Built - 1937
The town of Freetown's early economy was mostly based on agriculture as most of the New England towns were but soon developed grist, saw and fulling mills after 1695 once the water power of the Assonet River was used. A century later, the town's industries including tannery, and one of the state's first trout hatcheries was established that supplied some of the finest seafood to many railroad dining cars and luxurious dining rooms on ocean liners.
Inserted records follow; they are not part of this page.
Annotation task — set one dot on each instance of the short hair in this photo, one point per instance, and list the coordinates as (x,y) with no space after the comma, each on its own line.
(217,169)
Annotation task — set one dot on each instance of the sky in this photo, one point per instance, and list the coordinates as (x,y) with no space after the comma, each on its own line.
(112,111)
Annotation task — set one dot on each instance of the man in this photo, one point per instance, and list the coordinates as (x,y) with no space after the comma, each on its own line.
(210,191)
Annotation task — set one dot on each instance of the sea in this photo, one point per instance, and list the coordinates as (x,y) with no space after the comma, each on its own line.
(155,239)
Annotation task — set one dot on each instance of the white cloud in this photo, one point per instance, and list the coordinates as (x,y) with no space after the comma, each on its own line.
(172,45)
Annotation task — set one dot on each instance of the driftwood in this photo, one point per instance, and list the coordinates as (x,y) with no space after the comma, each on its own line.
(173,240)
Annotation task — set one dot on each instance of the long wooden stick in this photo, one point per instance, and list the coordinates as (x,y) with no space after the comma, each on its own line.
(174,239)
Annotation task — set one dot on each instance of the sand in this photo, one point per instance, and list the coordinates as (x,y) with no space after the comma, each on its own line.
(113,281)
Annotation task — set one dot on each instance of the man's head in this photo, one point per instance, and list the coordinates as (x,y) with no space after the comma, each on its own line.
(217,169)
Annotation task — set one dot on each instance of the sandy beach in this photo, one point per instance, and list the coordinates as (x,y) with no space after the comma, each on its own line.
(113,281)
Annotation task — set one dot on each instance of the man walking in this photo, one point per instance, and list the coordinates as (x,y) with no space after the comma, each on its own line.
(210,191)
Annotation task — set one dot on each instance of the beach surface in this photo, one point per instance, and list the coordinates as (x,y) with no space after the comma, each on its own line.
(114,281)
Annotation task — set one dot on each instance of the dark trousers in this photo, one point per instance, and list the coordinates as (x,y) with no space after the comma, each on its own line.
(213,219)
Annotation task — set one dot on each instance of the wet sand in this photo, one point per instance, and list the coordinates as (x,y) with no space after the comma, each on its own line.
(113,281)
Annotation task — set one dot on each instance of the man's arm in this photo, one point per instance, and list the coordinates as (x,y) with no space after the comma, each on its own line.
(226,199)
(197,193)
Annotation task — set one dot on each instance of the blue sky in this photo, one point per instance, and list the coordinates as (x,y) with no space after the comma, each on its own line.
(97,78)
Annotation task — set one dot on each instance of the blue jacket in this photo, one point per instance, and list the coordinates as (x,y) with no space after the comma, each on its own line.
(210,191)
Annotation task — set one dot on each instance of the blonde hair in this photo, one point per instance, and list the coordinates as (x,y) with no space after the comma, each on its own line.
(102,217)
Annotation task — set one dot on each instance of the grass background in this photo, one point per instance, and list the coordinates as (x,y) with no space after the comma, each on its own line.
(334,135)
The town was the closest port to the iron-producing towns of Middleborough and Lakeville which encouraged iron foundries and nail works as well as shipyards to be built in the area. The last ship was launched in Freetown in 1848 when demands for larger ships outgrew the depth of the Assonet River and the extension of the railroads was soon killed of by coastal freighting. The town then had to turn to small gardens, dairy production and lumbering. Residents are proud of their resiliency and their strong patriot support during the American Revolution and from that point.
Freeport's badnstand was built in 1937 with the WPA and town Boy Scouts raising the necessary monies to build the structure. It was built behind "Terry's Store" and where the Green Dragon Tavern had sat but was torn down. The Boy Scout Band used to play in front of this tavern and used the light from the store. They didn't particularly like playing in that spot since it was too close to the road thus, the bandstand was built.
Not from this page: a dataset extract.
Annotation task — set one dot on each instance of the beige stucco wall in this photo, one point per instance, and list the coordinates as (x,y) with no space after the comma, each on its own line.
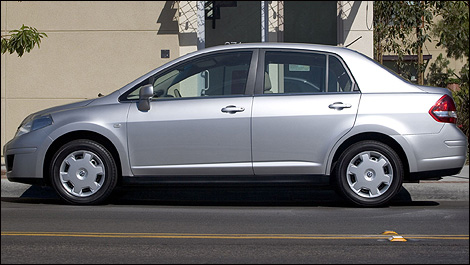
(92,47)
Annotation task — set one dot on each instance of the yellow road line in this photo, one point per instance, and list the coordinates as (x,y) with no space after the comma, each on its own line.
(226,236)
When the Green Dragon was demolished, local residents "filled in" the house site where the bandstand was to be built. The local Nichols family donated the gravel and Charlie Evans donated use of his truck on weekends for the building project. Town resident John Henderson worked for WPA and headed up the construction project. In April of 1937, the bandstand was completed with the first concert held in the spring of that year.
The bandstand has been extensively used since that date and is a venue for the Apponequet High School Chorus and local bands. The Tuesday Club's Annual Strawberry Festival is held on Father's Day near and on the structure and on Christmas, it is decoraged by the local Girl Scout troop.